2. Focus on Smart, Slow Burning Carbohydrates
We don’t need to fear carbohydrates – it’s the type of carbohydrate we want to focus on.
Have you heard of the glycemic index? It’s a scale that ranks a carb's ability to raise blood sugar on a scale of 0-100. Low GI foods normalize blood sugars, balance insulin levels, and also balance our cravings (insulin is an appetite stimulate).
How do you follow a low glycemic index diet?
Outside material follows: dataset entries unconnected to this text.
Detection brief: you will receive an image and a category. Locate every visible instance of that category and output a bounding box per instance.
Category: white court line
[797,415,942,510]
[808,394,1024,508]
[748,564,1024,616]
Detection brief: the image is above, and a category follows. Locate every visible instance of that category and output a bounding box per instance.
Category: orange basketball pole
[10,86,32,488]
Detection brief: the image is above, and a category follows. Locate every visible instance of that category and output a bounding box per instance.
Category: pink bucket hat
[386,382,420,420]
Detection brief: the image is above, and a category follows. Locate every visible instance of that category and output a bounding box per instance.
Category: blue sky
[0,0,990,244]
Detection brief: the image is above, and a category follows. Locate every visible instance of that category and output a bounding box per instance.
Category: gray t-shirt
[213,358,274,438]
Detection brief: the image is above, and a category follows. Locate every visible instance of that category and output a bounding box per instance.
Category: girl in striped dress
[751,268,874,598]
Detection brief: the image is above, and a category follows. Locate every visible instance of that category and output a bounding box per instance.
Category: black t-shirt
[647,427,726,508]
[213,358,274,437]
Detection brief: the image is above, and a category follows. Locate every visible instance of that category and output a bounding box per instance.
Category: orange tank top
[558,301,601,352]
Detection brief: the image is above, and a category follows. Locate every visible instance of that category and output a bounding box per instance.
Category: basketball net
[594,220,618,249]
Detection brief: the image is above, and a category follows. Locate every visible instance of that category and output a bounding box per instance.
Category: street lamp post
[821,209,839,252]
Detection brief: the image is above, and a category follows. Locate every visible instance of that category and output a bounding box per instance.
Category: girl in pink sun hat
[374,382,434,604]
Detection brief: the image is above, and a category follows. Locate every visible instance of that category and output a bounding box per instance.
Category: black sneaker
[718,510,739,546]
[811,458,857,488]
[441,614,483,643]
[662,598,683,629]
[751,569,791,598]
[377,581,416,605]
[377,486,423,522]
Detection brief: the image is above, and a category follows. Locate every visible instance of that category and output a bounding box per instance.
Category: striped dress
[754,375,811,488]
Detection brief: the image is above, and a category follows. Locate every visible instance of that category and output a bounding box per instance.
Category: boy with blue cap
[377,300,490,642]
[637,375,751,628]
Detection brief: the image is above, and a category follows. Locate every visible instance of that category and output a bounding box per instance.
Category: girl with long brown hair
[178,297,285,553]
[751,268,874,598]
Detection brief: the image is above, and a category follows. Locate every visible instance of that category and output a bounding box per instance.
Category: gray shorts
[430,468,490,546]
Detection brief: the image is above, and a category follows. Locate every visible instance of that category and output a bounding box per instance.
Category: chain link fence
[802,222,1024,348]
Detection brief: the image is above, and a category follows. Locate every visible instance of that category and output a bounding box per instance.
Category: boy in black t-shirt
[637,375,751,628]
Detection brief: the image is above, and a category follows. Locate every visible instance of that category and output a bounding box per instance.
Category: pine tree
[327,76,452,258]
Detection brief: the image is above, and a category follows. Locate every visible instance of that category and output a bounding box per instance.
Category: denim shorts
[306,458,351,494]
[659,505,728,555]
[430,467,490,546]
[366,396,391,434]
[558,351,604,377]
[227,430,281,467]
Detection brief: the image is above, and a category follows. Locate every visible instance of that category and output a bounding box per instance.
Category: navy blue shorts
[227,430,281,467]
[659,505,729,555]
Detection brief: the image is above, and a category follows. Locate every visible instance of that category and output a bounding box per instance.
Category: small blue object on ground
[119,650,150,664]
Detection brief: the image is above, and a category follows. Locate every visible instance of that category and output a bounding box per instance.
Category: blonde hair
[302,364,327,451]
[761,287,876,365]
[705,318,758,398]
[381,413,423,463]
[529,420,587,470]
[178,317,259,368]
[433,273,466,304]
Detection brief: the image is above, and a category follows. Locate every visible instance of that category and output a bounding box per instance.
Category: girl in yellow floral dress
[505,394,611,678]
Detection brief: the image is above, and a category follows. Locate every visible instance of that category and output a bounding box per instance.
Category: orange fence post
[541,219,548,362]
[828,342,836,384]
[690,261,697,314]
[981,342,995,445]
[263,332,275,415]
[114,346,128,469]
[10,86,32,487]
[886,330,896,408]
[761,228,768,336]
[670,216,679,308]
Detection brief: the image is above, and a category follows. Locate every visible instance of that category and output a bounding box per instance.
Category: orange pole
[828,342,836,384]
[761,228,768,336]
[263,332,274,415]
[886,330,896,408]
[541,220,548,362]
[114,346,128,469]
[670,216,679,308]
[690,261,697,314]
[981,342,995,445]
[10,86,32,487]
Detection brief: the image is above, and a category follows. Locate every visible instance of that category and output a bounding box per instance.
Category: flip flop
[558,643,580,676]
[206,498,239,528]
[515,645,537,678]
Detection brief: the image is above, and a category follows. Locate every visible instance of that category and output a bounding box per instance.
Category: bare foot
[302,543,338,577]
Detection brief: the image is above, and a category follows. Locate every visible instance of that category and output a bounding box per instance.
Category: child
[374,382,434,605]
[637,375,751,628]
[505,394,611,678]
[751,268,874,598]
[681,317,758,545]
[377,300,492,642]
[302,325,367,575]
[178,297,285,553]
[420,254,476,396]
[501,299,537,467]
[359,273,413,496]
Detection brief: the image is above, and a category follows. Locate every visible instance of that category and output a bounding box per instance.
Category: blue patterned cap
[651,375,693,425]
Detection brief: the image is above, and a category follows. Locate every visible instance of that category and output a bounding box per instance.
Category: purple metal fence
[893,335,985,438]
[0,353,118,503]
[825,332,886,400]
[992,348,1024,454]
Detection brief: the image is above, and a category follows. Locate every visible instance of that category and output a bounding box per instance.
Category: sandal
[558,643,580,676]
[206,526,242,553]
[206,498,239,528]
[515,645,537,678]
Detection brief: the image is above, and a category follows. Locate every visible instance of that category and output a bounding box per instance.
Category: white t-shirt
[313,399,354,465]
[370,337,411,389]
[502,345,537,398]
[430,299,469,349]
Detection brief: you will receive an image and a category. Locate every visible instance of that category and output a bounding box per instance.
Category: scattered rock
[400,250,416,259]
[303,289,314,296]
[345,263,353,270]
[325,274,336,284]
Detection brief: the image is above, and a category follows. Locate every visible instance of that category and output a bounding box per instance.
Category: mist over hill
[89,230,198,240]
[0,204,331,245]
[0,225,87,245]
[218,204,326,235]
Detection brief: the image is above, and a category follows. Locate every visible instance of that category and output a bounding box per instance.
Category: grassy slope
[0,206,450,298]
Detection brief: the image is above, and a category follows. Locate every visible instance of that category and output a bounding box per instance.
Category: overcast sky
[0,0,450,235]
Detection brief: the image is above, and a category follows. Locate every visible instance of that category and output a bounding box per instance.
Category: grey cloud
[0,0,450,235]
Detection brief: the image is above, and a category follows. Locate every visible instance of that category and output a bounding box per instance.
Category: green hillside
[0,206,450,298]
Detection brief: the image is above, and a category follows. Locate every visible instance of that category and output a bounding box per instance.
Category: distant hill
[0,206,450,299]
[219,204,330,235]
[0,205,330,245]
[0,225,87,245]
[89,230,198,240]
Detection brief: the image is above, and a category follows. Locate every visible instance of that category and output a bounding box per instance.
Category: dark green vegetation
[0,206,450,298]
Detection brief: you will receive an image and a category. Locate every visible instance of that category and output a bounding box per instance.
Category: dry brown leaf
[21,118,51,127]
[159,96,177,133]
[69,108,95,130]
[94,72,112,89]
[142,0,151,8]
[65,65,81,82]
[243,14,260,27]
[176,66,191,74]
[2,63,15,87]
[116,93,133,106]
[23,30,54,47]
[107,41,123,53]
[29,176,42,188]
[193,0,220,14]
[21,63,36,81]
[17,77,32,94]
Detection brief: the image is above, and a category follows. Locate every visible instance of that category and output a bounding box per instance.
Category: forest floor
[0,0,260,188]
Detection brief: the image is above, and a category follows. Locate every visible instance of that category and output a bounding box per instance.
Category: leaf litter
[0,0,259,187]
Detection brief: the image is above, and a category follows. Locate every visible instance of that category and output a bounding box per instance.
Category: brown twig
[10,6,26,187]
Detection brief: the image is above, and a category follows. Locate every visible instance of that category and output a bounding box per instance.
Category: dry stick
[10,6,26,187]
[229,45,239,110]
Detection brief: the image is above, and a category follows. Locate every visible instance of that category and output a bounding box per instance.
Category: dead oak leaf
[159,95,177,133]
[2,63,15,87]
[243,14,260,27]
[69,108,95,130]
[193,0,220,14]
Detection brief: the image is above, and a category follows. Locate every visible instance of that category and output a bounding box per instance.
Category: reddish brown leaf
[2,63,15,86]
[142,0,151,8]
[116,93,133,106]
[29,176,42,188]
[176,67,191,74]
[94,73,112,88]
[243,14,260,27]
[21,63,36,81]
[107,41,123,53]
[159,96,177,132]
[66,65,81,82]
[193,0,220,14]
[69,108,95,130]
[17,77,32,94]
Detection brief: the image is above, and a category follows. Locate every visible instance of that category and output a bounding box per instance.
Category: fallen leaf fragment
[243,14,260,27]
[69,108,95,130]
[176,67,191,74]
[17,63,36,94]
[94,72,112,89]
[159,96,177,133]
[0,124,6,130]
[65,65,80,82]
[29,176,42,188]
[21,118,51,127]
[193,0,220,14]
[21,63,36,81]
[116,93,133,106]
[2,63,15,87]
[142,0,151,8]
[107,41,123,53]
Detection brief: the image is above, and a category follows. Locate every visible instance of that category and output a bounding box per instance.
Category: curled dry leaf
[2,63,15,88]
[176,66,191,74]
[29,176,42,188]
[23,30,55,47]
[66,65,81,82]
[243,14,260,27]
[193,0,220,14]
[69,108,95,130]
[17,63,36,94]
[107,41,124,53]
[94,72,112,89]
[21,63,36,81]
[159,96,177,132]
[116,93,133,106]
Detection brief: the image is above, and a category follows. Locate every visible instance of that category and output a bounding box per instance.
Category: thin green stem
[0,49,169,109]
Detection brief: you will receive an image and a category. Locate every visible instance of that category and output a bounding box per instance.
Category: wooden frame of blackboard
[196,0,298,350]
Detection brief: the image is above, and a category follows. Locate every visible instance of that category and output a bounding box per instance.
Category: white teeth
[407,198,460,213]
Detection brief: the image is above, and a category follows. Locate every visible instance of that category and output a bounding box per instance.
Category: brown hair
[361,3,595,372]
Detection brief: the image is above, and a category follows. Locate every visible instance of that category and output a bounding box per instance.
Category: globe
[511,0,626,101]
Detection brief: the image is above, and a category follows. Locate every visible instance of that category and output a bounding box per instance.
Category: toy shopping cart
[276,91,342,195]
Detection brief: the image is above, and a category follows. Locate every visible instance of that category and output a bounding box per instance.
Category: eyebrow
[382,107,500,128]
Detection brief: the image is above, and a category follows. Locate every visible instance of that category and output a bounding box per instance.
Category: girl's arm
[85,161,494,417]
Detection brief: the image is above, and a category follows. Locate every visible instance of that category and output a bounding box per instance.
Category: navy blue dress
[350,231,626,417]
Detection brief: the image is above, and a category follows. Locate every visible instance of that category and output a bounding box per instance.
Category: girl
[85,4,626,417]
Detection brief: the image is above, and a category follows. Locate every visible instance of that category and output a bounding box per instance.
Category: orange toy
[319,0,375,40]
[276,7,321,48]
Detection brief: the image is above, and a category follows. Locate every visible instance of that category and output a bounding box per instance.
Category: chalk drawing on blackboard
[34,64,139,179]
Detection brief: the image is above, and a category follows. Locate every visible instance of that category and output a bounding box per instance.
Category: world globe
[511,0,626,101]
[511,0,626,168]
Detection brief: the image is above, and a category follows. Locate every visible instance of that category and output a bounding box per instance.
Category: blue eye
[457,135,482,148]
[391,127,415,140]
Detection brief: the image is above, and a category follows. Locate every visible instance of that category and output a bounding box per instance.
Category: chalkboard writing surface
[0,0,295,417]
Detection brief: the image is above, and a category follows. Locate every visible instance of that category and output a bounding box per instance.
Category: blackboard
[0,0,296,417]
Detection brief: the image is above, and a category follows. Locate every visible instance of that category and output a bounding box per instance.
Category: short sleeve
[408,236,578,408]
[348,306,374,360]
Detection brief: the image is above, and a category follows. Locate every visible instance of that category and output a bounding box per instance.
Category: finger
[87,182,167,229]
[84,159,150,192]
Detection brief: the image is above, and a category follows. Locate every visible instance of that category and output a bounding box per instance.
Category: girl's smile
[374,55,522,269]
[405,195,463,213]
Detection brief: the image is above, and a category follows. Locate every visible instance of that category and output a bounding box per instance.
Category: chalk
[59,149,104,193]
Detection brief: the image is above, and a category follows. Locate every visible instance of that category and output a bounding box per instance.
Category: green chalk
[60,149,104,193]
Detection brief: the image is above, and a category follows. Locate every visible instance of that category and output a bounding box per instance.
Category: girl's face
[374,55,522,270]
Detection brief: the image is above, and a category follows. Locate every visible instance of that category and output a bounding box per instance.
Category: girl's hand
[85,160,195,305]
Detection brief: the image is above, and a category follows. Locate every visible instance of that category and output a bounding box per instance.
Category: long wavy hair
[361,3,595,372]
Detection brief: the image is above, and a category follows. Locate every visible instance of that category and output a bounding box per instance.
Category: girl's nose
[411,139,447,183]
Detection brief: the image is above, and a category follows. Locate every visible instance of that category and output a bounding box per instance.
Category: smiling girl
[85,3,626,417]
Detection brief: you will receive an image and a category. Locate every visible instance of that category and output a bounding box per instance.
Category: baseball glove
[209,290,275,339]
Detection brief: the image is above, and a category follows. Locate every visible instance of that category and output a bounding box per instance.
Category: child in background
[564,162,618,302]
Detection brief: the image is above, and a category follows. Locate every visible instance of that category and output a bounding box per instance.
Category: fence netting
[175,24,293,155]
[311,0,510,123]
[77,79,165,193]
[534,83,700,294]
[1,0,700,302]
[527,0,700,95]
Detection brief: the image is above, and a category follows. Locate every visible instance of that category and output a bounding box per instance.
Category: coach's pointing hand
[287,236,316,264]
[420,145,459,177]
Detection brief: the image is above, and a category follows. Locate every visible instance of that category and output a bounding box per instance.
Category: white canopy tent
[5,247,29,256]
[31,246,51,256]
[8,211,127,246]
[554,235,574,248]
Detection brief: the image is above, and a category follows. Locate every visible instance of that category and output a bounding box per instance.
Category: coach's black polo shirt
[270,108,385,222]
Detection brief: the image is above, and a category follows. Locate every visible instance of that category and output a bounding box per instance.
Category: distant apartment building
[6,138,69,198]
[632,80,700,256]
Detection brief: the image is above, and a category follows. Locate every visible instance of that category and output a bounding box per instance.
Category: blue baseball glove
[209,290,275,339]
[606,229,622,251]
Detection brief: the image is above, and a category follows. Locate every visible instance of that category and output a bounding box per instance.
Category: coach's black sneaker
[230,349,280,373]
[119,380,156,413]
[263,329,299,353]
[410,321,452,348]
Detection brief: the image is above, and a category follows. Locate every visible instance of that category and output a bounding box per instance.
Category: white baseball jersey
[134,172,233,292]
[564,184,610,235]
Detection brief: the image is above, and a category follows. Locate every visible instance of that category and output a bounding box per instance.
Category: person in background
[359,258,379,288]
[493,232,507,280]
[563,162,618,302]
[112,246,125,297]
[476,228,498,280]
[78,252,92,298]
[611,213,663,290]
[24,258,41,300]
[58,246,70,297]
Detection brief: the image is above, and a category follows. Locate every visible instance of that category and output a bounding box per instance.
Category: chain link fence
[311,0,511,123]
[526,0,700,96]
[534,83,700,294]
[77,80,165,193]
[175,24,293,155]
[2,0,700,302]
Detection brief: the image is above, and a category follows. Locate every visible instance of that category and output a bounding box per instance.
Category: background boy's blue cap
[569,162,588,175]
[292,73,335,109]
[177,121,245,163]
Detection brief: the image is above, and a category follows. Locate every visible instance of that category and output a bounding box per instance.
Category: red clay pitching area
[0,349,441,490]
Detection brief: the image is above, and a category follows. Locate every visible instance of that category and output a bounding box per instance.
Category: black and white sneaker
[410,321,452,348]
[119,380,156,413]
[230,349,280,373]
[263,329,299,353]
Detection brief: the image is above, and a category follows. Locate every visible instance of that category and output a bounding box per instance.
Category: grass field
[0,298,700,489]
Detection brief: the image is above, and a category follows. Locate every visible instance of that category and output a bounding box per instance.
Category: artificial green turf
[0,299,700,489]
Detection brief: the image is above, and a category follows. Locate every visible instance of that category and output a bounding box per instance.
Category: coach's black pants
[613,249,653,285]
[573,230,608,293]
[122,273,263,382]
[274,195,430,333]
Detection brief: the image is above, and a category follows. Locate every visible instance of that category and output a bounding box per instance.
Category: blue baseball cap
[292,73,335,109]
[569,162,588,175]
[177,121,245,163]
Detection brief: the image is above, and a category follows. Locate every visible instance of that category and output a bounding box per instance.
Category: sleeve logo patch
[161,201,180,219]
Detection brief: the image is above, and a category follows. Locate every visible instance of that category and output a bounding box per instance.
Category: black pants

Choose high fiber carbs and always pair those carbs with protein or fat. Low GI foods include berries, apples, spinach, beans, quinoa, and oats. When consuming grain products, choose whole kernel or traditionally processed alternatives (whole barley, quinoa, traditionally fermented sourdough made from stone-ground flour)
As well, reduce refined grains, potato products, and added sugars—high glycemic load carbohydrates with low overall nutritional quality.
3. Limit Inflammatory Ingredients
Insulin resistance and inflammatory markers seem to have a link. Although we don’t fully understand this relationship, focusing on foods with anti-inflammatory properties and limiting foods that have been shown to increase inflammation, is a good idea.
Foods with natural anti-inflammatory properties include:
- Healthy fats like omega-3 fatty acids, olive oil, avocados, walnuts, and flaxseed
- Most fruits and veggies, like oranges, tomatoes, and leafy greens
Foods that tend to increase inflammation in the body include unhealthy fats, such as:
- Trans-fatty acids
- Vegetable shortening
- Red meat (beef and pork)
- Cheese, cream, and other full-fat dairies
The Key Takeaways
In summary, insulin resistance can result in stubborn weight loss efforts and increase our risk for various health concerns. Genetics or lifestyle factors promote the development of insulin resistance. It is possible to manage IR and reverse it through diet! Adding healthy, plant-based fats at each meal, sticking with whole, high fiber, plant-based carbohydrate sources, and anti-inflammatory ingredients are keys to squashing that insulin resistance once and for all!